The fourth section considers comparisons between Rome and other ancient empires, including Assyria, China, and Sasanian Iran. Liverani’s exploration of comparisons made between Rome and the Assyrian Empire is a positive step toward a deeper probing of a commonly cited comparison. Despite this advance, it is clear that a closer and more data-driven comparison between these empires would prove beneficial for understanding the validity of associating these two great ancient empires together. Lowe’s chapter examines the Qin and Han imperial governments, allowing Romanists to glimpse into a body of Chinese data often inaccessible due to a linguistic divide. McDonough’s thoughtful contribution on Sasanian Iran provides a succinct yet nuanced introduction to this late empire of the Ancient Near East. The final chapter in this section, by Bang, takes a macroscale approach to comparative frameworks for Roman imperial history. By drawing upon later European history, Bang teases out some of the unique components of Roman rule that we often do not consider thoroughly.
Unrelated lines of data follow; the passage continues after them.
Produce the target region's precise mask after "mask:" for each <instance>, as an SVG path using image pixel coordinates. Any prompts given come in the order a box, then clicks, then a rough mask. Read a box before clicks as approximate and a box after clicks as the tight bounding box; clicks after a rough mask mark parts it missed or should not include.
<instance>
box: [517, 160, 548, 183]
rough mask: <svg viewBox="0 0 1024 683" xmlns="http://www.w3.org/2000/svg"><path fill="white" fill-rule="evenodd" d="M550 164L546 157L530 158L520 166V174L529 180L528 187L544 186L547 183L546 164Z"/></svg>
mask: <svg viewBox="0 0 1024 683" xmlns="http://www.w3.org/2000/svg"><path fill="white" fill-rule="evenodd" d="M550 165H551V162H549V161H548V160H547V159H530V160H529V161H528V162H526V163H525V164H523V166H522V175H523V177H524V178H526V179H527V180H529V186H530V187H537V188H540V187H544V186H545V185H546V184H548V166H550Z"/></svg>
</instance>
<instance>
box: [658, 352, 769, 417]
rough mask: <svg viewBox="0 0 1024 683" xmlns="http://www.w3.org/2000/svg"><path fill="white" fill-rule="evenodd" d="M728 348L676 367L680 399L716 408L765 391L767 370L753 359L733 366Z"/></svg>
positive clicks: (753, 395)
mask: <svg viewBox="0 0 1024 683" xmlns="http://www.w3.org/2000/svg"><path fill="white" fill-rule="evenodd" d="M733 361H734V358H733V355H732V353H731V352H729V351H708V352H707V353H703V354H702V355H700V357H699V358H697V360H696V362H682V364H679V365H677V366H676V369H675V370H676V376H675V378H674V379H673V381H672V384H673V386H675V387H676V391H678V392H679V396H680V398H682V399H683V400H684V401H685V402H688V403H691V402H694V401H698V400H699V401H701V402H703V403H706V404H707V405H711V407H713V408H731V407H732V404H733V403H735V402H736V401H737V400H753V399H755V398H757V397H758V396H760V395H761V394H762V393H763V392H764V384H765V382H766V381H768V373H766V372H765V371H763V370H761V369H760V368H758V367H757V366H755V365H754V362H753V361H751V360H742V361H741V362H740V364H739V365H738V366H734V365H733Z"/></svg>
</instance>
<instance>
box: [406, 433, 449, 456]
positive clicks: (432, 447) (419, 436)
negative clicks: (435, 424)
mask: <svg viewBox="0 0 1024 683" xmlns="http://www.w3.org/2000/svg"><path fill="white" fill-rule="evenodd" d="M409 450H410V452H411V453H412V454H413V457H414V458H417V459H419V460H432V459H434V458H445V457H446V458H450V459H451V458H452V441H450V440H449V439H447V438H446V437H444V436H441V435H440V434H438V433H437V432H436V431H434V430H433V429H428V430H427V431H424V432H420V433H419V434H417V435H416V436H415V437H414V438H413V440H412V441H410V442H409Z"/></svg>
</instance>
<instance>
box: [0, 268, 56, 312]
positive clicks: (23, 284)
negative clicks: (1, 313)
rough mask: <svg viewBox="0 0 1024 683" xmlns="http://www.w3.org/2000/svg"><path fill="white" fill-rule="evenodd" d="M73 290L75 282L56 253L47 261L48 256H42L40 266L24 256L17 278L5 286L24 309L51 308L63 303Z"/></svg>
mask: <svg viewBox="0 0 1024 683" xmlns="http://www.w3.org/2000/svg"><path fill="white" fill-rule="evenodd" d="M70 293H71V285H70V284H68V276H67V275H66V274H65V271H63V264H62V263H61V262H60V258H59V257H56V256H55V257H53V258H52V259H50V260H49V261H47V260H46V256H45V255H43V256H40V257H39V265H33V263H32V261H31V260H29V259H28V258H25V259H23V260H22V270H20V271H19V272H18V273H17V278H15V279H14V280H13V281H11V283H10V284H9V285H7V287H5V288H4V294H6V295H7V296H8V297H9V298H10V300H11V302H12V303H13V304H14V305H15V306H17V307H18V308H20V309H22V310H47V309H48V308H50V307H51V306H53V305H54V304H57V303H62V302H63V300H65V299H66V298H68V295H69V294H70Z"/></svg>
The fifth section returns to theoretical concerns, looking towards the broad theoretical frameworks that inform Roman studies as well as how Roman studies have influenced theoretical perspectives. Arnason explores various methods that have been used to model Roman history and particularly the major transitional phases of Roman imperial expansion, consolidation and collapse. Arnason’s macro-level exploration sums up numerous perspectives in a descriptive manner and a deeper analysis of theoretical debates would have been helpful in several instances. For example, Arnason defends the concept of ‘romanization’ without exploring the ample debates that have surrounded this term in recent decades and one wishes to hear more from this author on this subject. The final chapter in this volume, by Wagner, considers the impact of Rome upon subsequent European identities and developments. This large-scale perspective on Rome complements the other comparative perspectives within the volume and serves well as a conclusion to the volume
The volume is displays a high standard of presentation and proof-reading, although illustrations (including maps) are lacking. The accessible prose, lucid contextualizations, and broad geographic and temporal boundaries will ensure that this text will be a valuable aid to scholars of both the ancient Mediterranean as well as other regions and time periods. Moreover, the contributions could be used for post-graduate teaching as well as academic research by Romanists wishing to probe outside of standard historical and geographic boundaries. It is unfortunate that the volume's price places it outside of easy purchase for most students and scholars. In summation, this volume is a welcome addition to comparative studies of the Roman Empire that bring to bear a broader cohort of perspectives than commonly employed for the Roman Empire.
1. The original publication is C. Meier, Res publica amissa. Eine Studie zu Verfassung und Geschichte der späten römischen Republik, Wiesbaden: Steiner, 1966.